Open spencergibb opened 5 years ago
/cc @ryanjbaxter @ciberkleid
Hello,
I'm interested by this use case. In my case, I have a KeyResolver which use OAuth2 to get a client-id identifying an API consumer. And I would like to be able to define rate limits by client-id.
Instead of having a routeId specific rate limit configuration like:
spring:
cloud:
gateway:
routes:
- id: custody-securities
uri: lb://custody-securities
predicates:
- Path=/gateway/custody-securities/api/v1/**
filters:
- StripPrefix=1
- name: RequestRateLimiter
args:
# Global rate limit for this API
redis-rate-limiter.replenishRate: 10
redis-rate-limiter.burstCapacity: 10
we could have something like that:
spring:
cloud:
gateway:
routes:
- id: custody-securities
uri: lb://custody-securities
predicates:
- Path=/gateway/custody-securities/api/v1/**
filters:
- StripPrefix=1
- name: RequestRateLimiter
args:
# Global rate limit for this API
redis-rate-limiter.replenishRate: 10
redis-rate-limiter.burstCapacity: 10
metadata:
# Specific rate limit for this API for specified client-id
specific-rate-limits:
- 4db4a537-6333-450c-a943-03f154fbaa23: oauth2ClientIDKeyResolver
args:
redis-rate-limiter.replenishRate: 2
redis-rate-limiter.burstCapacity: 2
- de38b391-4852-49b9-9ac9-b293e59f216f: oauth2ClientIDKeyResolver
args:
redis-rate-limiter.replenishRate: 5
redis-rate-limiter.burstCapacity: 5
With a global rate limiting configuration as usual and some client-id specific rate limiting configurations stored in metadata, which allows to store complex structure in opposite to args attribute.
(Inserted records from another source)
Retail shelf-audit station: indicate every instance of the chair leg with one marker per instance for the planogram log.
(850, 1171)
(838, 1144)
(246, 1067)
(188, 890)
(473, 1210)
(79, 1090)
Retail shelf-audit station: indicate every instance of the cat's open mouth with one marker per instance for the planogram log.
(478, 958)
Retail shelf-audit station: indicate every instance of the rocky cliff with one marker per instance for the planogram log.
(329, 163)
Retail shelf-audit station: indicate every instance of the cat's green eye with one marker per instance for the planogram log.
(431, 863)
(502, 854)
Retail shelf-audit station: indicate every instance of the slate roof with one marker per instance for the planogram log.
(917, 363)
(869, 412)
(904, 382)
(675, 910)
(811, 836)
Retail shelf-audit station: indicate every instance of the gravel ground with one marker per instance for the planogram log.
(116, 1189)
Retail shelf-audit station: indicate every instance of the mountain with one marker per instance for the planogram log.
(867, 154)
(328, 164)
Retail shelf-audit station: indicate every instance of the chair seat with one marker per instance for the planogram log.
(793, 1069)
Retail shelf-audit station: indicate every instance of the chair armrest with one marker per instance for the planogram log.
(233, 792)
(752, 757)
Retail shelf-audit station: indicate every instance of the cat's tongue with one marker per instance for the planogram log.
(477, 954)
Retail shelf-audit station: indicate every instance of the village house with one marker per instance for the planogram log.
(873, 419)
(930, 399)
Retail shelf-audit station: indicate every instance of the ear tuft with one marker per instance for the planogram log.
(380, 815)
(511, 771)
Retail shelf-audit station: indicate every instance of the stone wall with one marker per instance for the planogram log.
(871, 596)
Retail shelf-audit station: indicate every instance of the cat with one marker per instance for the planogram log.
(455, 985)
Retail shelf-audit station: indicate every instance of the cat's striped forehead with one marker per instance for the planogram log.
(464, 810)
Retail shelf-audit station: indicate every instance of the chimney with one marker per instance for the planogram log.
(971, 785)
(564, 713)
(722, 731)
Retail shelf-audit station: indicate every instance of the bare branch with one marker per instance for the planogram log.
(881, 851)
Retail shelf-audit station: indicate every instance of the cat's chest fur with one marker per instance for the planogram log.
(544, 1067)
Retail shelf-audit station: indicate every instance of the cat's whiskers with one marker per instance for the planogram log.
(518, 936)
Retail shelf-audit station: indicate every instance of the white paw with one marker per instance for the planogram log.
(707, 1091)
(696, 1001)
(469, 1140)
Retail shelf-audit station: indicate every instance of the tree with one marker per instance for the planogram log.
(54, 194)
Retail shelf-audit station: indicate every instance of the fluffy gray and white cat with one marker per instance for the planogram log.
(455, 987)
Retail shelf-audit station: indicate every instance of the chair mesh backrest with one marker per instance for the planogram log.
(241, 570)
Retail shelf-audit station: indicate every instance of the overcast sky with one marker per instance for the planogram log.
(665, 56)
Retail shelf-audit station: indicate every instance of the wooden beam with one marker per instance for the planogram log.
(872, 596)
From these metadata, algorithm could load a specific rate limiting configuration from a keyResolver value. In this case oauth2ClientIDKeyResolver resolver will be used and if a corresponding entry exists in configuration map, this specific rate limiting configuration would be used, instead the global one would be used.
What do you think about this strategy?
I want some kind of interface that users can implement. Putting keys in configuration for specific clients isn't going to scale well.
@spencergibb @EstebanDugueperoux2 we have a similar use case for our company where we want rate limiting on routes based on clients. Would love to know if any workaround has been found. Personally, I couldn't find anything similar yet.
Currently, it is per route, but there are stories where it could be based on information in the request (such as host or header).